Blech was a veteran of the United States Army, achieving the rank of colonel, and the Illinois National Guard, achieving the rank of brigadier general, and served in the Spanish–American War, the Mexican border skirmishes, and World War I; in that latter war, he served as a colonel, Medical Reserve Corps, United States Army, and as an officier de l'instruction publique for France. He was assistant division surgeon of the 33rd Division and commanded Camp Hospital #47 at Autun, France, which was later designated as Base Hospital #208 and moved to Bordeaux. For his service in World War I, he was decorated by the governments of Imperial Russia, Belgium, and France.

Elsevier, a leading medical publisher, called him a "pioneer in the use of physical methods in surgery." He won the Gold Key Award from the American Congress of Rehabilitation Medicine in 1933, and was awarded the Order of St Michael and St George, Knight Grand Cross with Great Star and Grand Cordon, by the British government in 1937.

Blech was frequently published. He was editor of the Journal of Physical Therapy. He had research articles published in medical journals, including the American Journal of the Medical Sciences and Military Surgeon, where he wrote monthly medical book reviews from 1942 to 1949.

He was a life member of the Association of Military Surgeons of the U.S., and also was a member of the Association of Military Surgeons of Illinois, which he served as president.

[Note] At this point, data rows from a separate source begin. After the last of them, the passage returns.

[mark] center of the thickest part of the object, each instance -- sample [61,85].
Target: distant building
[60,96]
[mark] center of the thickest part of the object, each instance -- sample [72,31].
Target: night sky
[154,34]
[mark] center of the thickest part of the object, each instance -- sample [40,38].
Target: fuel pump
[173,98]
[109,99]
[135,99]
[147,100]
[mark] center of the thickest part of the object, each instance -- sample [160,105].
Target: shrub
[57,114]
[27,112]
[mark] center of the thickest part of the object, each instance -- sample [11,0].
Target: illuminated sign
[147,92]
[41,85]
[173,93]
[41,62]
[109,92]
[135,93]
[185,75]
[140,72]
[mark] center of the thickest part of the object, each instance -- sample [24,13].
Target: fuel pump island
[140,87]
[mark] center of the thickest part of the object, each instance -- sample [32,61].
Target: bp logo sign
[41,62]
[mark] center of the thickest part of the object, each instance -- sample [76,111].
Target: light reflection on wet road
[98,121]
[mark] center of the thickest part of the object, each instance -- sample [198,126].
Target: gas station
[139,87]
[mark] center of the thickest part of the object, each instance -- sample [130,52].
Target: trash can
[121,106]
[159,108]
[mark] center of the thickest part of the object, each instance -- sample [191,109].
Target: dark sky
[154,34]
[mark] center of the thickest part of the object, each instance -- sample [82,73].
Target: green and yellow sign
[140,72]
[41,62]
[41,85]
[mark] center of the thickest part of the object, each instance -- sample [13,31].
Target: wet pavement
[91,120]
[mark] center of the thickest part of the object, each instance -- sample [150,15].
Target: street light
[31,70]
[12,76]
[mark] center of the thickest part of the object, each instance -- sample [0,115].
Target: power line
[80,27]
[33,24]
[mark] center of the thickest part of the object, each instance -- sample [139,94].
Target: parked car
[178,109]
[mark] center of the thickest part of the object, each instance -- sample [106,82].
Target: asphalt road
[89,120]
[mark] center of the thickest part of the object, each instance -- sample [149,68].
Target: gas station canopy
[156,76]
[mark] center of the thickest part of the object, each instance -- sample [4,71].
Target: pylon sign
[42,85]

Blech was married three times, to Rosa Sachs, Rose Berkenstadt, and Nelda Tschirley. He had one son and daughter from his first marriage, writer William J. Blake, husband of writer Christina Stead. William's first wife was Mollie Grossman. They had a daughter, Ruth Blech. Blech's daughter, Jenny, died at age 8 from tuberculosis.

At the time of his death, he was married to Nelda Tschirley Blech. They are buried in Arlington National Cemetery.

Blech had the following siblings: Leopold (Leib), Esekiil, Moisey, Henry (Chaim), Theodore (Tuvia), Waldemar, Beila-Riva and Lina Blech.

==Bibliography (primary author)==
- The Practitioner's Guide to the Diagnosis and Treatment of Diseases of Women, the Clinic Publishing Co., Chicago, 1903;
- Clinical Electrosurgery, Oxford University Press, New York, (1938)
- A Handbook of First Aid in Accidents, Emergencies, Poisoning, and Sun Stroke
- Practical Suggestions in Borderland Surgery
- Memoirs of the World War, (1924)
- Self-instruction in Elementary Military Map Reading and Topographic Sketching, Standard Printing and Lithographic Co., Houston, TX, (1917)

==Bibliography (co-author)==
- Medical Tactics and Logistics

Blech wrote chapters in the books The Therapeutical Applications of Peroxide of Hydrogen, Glycozone, Hydrozone, and Eye Balsam, Diseases of Children, and The Military Surgeon. He translated the book Hyperemia as a Therapeutic Agent by August Bier.